Take a look at an object which is familiar to you. You know right away what you can expect from it; you can orient yourself in its present; you know what are the dos and don’ts as well as where other things can be found. The world seems familiar. Now, watch more that object, but turn your attention to the process and examine how you view this object. This is reflexion. It reveals the perspective nature of seeing, which is always a relation between an object and a particular point of view. The classical technique of imaging is based on this relation. However, would it be possible to detach the object from the viewpoint? Is there such an object which is not attached to a particular viewpoint? Or the other way around: is there such a thing as pure seeing, or consciousness without an object? The first set of questions examines the possibility of pure objectivity, while the second set investigates the criteria of pure subjectivity.

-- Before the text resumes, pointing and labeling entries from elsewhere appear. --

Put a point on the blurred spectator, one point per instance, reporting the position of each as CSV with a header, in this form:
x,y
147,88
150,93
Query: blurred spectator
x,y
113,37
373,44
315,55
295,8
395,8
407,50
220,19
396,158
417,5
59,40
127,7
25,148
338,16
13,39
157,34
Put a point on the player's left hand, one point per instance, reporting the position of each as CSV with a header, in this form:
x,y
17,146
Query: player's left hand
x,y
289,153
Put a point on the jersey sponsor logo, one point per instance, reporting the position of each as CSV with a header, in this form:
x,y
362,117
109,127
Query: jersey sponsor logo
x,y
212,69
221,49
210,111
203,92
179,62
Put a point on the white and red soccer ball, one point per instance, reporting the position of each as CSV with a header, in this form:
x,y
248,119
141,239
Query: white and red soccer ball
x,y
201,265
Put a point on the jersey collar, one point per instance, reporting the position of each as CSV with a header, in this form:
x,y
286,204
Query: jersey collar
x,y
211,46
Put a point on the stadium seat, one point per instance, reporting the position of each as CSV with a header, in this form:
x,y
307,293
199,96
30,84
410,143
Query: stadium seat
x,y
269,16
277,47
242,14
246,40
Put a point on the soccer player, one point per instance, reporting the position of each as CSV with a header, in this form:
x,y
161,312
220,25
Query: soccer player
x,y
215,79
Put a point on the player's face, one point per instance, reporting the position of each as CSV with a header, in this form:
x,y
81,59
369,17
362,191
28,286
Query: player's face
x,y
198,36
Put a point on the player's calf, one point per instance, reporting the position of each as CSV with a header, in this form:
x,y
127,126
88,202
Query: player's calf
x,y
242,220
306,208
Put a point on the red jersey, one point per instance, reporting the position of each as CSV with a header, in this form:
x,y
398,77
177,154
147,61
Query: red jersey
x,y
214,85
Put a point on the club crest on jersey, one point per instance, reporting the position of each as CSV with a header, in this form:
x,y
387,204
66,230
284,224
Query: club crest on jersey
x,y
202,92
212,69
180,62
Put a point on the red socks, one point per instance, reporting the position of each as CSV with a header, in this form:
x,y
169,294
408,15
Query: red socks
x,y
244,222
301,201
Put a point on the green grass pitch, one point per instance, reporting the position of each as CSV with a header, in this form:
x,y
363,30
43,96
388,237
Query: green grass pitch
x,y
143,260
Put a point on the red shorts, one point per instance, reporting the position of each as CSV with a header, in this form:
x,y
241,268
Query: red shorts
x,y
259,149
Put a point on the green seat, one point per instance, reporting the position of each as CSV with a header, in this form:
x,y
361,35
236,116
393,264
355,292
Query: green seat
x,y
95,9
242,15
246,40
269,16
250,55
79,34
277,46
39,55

But what if this question is based on a false dichotomy? What if there is a third alternative, namely, the relation itself — without an object or a subject? This would be the problem of a self–existent perspective. The pure form of perspective in the focus of the research is a projection, which does not come from anywhere. If such a self–existent, pure perspective existed, that would neither be an absolute viewpoint, outside the world, nor a constrained subjectivity, in the world, rather a passage between the two.
A way out from the well–known world.
The core idea of classical physics — stretching back to Plato — contends that what really exists is absolute, independent of coordinates and invariant regarding the transformation of viewpoints. All what is connected to an observer is only a segment of reality; it is perspective, a perplexing anthropomorphic remnant. The task of physics is to construct the existent from these segments. However, quantum physics foiled this endeavour.
It does not refer to real attributes; instead it focuses on measurable quantities, the ways in which things appear to the observer. These quantities cannot be understood as perspectives of an underlying reality.
But then are perspectives the reality itself?
Understanding built spaces is a process as much as creating them. It takes time and requires movement until built spaces reveal themselves. All our senses are involved in this complex process. The experience starts off and returns to our body. We soon recognise the structured characteristics of the wall–bounded space which, by the end,
becomes a personal and specific place. It is not certain whether a new place can become a warm environment for us, but if we understand its foreignness, at least, we will not be strangers there anymore. During this process we can find a particular spot or a direction, where the space does no longer appear to be closed and self–contained. It opens up; a threshold is found: the space of solitary dreariness becomes the place of dialogue.